2026年4月、テクノロジー業界で再び大規模な人員削減の波が押し寄せている。しかし、企業が望むような即時の効果は得られない可能性も指摘されている。最新の動向をまとめた。

米国従業員の7%に買収金を提示するマイクロソフト

マイクロソフトは新たなレイオフを発表していないが、同社は「買収金(buyout)」と呼ばれる形で人員削減を進める方針だ。ファスト・カンパニーの報道によると、同社は2026年6月までに米国従業員の7%に対し、自発的な退職を促すための財務インセンティブを提供する見込みだ。

買収金とは、従業員に退職を促すための金銭的なインセンティブを提供する制度で、企業はレイオフを回避しつつ、人員削減とコスト削減を達成できる。退職を受け入れた従業員は職を失うが、一般的に高額な退職金を受け取ることができる。この制度は通常、定年が近い従業員を対象とすることが多い。
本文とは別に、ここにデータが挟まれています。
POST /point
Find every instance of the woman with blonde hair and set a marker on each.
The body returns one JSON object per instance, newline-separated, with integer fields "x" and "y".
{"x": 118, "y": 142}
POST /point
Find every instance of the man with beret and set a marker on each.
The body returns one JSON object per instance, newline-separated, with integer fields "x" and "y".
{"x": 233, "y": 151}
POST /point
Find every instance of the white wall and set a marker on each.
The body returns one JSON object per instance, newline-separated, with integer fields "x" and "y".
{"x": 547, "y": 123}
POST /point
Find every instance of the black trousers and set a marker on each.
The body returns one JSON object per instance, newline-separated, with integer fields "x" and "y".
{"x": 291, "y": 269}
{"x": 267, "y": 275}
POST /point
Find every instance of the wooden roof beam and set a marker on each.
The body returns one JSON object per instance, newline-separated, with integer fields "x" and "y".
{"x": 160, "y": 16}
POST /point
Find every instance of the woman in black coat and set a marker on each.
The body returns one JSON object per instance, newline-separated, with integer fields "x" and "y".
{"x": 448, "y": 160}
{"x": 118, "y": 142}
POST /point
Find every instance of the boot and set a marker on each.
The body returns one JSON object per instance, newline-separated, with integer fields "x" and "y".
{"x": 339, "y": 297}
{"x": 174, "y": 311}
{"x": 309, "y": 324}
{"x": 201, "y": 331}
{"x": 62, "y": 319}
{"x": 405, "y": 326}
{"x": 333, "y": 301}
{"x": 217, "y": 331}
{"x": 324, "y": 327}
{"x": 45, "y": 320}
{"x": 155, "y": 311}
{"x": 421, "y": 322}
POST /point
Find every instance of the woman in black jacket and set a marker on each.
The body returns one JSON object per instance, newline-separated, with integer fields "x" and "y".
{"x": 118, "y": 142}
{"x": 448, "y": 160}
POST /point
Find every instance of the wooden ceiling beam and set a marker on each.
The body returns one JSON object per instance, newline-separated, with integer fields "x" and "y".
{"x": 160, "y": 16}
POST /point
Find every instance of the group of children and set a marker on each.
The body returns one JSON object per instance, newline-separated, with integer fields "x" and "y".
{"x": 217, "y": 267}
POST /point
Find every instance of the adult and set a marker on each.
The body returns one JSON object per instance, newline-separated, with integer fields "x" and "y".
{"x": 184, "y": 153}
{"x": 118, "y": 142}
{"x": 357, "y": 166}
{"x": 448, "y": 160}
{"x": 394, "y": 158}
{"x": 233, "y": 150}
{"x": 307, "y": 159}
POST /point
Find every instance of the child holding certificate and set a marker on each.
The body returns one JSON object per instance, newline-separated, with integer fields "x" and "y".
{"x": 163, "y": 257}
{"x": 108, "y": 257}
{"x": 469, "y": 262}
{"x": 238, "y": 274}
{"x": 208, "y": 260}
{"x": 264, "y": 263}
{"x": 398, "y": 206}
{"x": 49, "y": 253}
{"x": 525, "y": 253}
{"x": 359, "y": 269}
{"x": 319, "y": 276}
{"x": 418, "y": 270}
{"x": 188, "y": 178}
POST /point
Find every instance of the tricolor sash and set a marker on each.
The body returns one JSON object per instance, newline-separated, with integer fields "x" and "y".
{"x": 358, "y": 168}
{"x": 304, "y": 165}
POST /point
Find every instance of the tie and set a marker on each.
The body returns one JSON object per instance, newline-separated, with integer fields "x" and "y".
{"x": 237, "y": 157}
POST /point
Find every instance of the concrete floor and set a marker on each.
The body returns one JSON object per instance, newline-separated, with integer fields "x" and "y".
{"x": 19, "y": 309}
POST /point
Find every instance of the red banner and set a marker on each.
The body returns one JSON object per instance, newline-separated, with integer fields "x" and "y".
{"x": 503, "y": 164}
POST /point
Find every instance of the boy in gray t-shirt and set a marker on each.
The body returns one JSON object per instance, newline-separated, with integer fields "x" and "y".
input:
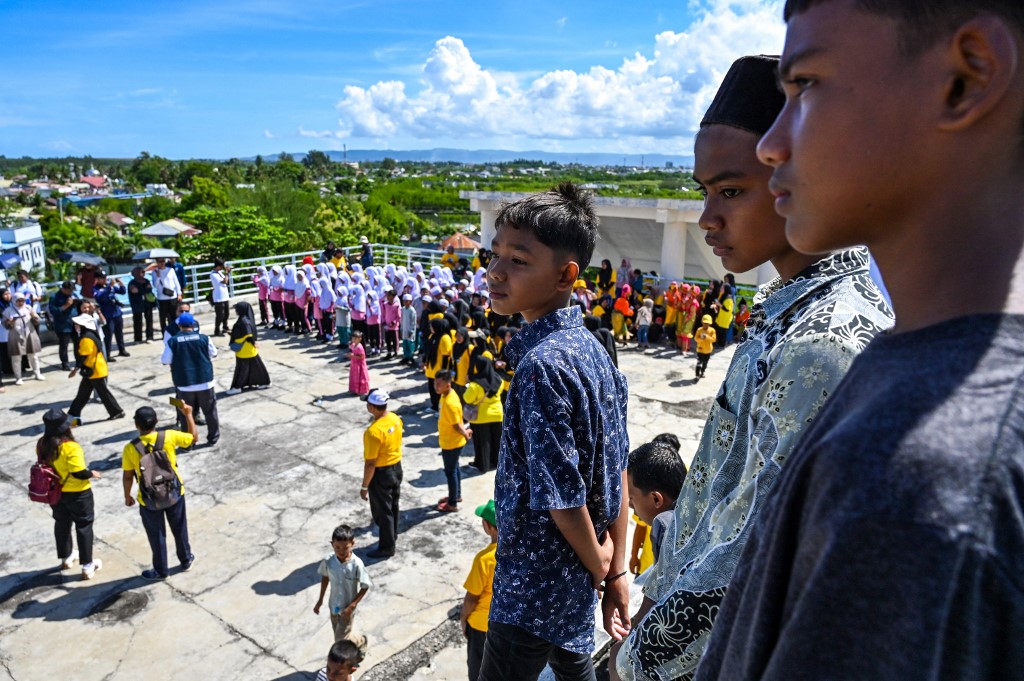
{"x": 349, "y": 583}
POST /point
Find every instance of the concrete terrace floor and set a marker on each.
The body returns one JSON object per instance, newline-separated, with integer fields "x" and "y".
{"x": 261, "y": 507}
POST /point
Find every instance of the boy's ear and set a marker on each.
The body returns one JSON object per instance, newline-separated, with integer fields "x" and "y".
{"x": 982, "y": 62}
{"x": 568, "y": 275}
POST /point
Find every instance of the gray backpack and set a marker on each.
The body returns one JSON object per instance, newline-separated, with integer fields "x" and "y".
{"x": 157, "y": 480}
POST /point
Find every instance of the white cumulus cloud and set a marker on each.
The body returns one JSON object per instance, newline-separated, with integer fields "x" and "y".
{"x": 654, "y": 99}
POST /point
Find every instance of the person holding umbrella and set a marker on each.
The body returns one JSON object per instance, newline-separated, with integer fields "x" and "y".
{"x": 91, "y": 365}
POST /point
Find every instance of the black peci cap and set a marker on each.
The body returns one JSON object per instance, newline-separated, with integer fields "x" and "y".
{"x": 750, "y": 97}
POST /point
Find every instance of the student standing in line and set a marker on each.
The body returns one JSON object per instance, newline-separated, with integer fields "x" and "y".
{"x": 250, "y": 372}
{"x": 543, "y": 610}
{"x": 890, "y": 547}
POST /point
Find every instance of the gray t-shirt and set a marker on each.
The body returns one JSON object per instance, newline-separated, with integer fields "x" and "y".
{"x": 347, "y": 580}
{"x": 893, "y": 544}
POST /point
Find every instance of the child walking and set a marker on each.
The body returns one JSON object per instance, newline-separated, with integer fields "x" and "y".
{"x": 705, "y": 338}
{"x": 358, "y": 372}
{"x": 479, "y": 583}
{"x": 349, "y": 582}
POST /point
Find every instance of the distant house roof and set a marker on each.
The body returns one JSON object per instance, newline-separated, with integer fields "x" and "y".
{"x": 94, "y": 182}
{"x": 170, "y": 227}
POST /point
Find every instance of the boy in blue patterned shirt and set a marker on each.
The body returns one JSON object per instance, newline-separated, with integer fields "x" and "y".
{"x": 559, "y": 487}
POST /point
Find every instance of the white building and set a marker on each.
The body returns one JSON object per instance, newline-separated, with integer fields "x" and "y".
{"x": 27, "y": 241}
{"x": 659, "y": 235}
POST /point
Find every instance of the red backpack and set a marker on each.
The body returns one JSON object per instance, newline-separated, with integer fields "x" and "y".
{"x": 44, "y": 483}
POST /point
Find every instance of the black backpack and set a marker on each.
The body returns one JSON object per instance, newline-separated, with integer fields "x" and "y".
{"x": 157, "y": 480}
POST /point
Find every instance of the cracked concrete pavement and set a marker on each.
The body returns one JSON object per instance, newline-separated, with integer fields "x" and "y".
{"x": 261, "y": 506}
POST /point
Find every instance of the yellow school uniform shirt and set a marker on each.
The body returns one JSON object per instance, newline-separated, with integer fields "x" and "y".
{"x": 248, "y": 349}
{"x": 443, "y": 356}
{"x": 705, "y": 339}
{"x": 479, "y": 583}
{"x": 172, "y": 440}
{"x": 382, "y": 440}
{"x": 451, "y": 414}
{"x": 488, "y": 409}
{"x": 92, "y": 357}
{"x": 71, "y": 459}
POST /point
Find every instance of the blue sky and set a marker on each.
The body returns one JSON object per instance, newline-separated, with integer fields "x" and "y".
{"x": 238, "y": 78}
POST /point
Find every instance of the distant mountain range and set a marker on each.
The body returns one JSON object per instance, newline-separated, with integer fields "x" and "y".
{"x": 479, "y": 157}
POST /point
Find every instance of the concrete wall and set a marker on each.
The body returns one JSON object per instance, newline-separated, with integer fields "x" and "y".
{"x": 659, "y": 235}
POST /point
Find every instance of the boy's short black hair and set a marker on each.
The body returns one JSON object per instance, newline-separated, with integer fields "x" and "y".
{"x": 561, "y": 218}
{"x": 922, "y": 23}
{"x": 344, "y": 651}
{"x": 656, "y": 467}
{"x": 343, "y": 533}
{"x": 668, "y": 438}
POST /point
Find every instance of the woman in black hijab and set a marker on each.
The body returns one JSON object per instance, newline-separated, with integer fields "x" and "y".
{"x": 483, "y": 401}
{"x": 250, "y": 372}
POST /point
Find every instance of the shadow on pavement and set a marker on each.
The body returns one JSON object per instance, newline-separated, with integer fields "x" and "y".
{"x": 296, "y": 581}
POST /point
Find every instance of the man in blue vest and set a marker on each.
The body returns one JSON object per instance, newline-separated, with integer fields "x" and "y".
{"x": 189, "y": 353}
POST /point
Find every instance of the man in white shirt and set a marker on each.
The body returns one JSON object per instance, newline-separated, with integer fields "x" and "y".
{"x": 218, "y": 280}
{"x": 168, "y": 290}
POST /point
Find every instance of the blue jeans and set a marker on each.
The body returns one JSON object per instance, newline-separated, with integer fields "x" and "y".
{"x": 453, "y": 473}
{"x": 156, "y": 531}
{"x": 512, "y": 653}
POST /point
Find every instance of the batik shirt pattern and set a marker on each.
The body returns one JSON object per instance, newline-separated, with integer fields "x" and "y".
{"x": 563, "y": 445}
{"x": 802, "y": 337}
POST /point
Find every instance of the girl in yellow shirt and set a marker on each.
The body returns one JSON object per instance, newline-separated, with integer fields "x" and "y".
{"x": 58, "y": 449}
{"x": 250, "y": 372}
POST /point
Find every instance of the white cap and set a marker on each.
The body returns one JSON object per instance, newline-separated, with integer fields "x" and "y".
{"x": 378, "y": 397}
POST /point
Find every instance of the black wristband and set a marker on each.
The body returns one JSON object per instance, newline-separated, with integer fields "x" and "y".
{"x": 608, "y": 580}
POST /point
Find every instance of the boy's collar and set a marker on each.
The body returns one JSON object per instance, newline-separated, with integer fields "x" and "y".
{"x": 535, "y": 332}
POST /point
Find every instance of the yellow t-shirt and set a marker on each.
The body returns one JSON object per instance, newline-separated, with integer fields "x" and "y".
{"x": 248, "y": 349}
{"x": 488, "y": 409}
{"x": 382, "y": 440}
{"x": 71, "y": 459}
{"x": 443, "y": 356}
{"x": 92, "y": 357}
{"x": 451, "y": 414}
{"x": 479, "y": 583}
{"x": 172, "y": 440}
{"x": 705, "y": 340}
{"x": 724, "y": 318}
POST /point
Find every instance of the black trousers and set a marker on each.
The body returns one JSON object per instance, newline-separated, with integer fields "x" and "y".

買収金導入の背景には、AIトレーニングやサービス向けのデータセンター拡大に資金を振り向けるためのコスト削減がある。

メタ、従業員の10%に相当する8,000人をレイオフ

一方、メタは従業員に選択肢を与えず、強制的なレイオフに踏み切った。同社は5月20日に従業員約8,000人(従業員全体の約10%)をレイオフすることを発表した。さらに、現在募集中の6,000のポジションも廃止される見込みだ。

メタは直近のAI関連投資で1,350億ドルを投じており、その多くはAIシステム運用に必要な大規模データセンターの建設に充てられる。ファスト・カンパニーによると、今回のレイオフはAIへの多額の投資を相殺し、業務効率を向上させる狙いがあるという。

ナイキ、技術職1,400人を削減

シューズ大手のナイキも2日連続で人員削減を発表した。同社は従業員の約2%に相当する1,400人をレイオフする方針で、その大半は技術職が対象となる。ただし、ナイキはAIがレイオフの原因ではないとしている。

同社は「今すぐ勝つ(Win Now)」戦略の一環として、製造の近代化、サプライチェーンの統合、技術部門の再編を進めている。レイオフはグローバルで実施され、北米も対象となる見込みだ。

スナップ、グローバル従業員の16%を削減

4月14日には、スナップチャットを運営するスナップがグローバル従業員の16%に相当する約1,000人のレイオフを発表した。さらに、現在空席となっている300のポジションも廃止される見込みだ。

「テック業界の人員削減は、AIへの投資を加速させるためのコスト削減策の一環だ。しかし、即時の効果は限定的で、業界全体の構造的な変化が求められている。」